Tyler Neely edited this page Nov 15, 2019 · 1 revision

Over the years that sled development has been active, some practices have been collected that have helped to reduce risks throughout the codebase.

high-level

  • Start with the correctness requirements, ignore the performance impact until the end. You'll usually write something faster by focusing on keeping things minimal anyway.
  • Throw away what can't be done in a day of coding. when you rewrite it tomorrow, it will be simpler.

testing

  • Don't do what can't be tested to be correct
  • For concurrent code, it must be delayable to induce strange histories when running under test
  • For IO code, it must have a failpoint so that IO errors can be injected during testing, as most bugs in cloud systems happen in the untested error-handling code
  • Lean heavily into model-based property testing. sled should act like a BTreeMap, even after crashes

when testing and performance collide

  • cold code is buggy code
  • if you see a significant optimization that will make correctness-critical codepaths harder to hit in tests, the optimization should only be created if it's possible to artificially increase the chances of hitting the codepath in test.

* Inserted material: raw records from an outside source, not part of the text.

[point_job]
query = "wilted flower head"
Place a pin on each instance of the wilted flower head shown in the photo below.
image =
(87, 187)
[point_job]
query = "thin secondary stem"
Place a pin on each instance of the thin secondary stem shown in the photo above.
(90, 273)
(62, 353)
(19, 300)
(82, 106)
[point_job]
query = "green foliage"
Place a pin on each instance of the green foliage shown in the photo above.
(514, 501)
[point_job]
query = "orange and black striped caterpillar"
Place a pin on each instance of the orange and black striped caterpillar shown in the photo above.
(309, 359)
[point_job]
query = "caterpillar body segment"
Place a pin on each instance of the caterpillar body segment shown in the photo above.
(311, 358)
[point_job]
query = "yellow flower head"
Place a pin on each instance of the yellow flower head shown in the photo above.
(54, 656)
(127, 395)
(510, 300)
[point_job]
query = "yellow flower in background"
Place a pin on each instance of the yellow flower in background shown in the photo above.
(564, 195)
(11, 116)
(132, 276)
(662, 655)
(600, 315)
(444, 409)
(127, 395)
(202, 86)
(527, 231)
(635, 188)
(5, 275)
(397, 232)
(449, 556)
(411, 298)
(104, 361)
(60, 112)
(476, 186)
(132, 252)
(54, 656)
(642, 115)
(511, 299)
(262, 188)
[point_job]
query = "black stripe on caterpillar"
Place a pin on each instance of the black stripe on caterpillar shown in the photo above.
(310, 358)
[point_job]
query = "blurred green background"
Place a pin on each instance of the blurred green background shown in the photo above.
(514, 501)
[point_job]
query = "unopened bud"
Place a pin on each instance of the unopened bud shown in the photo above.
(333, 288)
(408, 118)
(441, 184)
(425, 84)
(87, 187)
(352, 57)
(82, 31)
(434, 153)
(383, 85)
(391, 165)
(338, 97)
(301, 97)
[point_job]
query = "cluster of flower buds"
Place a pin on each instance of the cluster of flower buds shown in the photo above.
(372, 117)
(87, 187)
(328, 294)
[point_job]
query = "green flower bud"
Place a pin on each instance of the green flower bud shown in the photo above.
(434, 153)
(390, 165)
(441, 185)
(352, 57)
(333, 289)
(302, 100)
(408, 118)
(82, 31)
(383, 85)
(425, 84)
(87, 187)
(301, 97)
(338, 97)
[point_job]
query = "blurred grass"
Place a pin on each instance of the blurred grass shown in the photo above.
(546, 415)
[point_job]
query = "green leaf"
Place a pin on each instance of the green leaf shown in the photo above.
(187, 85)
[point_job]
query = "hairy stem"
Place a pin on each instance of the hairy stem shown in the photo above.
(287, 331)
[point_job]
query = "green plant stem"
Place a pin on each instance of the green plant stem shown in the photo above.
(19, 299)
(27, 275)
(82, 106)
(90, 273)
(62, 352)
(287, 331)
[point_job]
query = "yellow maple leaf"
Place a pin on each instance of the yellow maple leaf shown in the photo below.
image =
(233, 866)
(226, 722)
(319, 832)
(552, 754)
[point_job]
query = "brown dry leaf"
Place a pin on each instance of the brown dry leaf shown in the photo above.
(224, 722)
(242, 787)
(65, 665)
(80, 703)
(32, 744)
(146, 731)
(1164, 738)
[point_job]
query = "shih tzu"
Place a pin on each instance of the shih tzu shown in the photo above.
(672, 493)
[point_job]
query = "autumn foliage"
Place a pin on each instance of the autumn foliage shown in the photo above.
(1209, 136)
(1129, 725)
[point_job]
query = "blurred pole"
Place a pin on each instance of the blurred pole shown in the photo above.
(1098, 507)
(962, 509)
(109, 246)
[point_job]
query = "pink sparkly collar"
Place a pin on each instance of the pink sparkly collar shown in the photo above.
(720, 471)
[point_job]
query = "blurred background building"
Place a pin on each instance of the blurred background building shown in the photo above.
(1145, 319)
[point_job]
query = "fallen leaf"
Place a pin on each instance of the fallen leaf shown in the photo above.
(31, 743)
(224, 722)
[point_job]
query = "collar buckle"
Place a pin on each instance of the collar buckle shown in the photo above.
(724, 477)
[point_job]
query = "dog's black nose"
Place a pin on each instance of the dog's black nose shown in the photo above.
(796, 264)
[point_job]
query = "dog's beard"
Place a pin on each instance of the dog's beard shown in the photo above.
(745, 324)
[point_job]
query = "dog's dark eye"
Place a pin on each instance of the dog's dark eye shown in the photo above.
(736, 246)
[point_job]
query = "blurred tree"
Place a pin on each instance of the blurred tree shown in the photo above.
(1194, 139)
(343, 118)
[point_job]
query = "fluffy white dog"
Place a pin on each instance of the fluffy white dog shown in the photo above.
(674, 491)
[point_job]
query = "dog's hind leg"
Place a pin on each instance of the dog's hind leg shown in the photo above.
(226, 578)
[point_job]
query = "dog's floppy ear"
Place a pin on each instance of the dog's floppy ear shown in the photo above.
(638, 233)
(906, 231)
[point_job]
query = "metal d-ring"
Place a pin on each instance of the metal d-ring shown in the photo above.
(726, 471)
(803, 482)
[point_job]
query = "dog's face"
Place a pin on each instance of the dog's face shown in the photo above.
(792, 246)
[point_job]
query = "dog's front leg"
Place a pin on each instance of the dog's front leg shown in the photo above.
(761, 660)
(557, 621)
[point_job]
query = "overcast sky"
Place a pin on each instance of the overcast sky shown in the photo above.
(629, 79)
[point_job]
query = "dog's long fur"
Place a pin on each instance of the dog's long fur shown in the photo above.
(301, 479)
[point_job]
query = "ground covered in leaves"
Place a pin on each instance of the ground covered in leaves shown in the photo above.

Fox example, sled defaults to having an 8mb write buffer, but during tests we often turn it down to 512 bytes so that we can really abuse the correctness-critical aspects of its behavior.

numbers

  • No silent truncation should ever occur when converting numbers
  • No silent wrapping should occur
  • Crash or return a ReportableBug error in these cases
  • as is forbidden for anything that could lose information
  • Clippy's cast lints help us here, and it has been added to all pull requests

package

  • dependencies should be minimized to keep compilation simple

coding conventions

  • Self should be avoided. We have a lot of code, and it provides no context if people are jumping around a lot. Redundancy here improves orientation.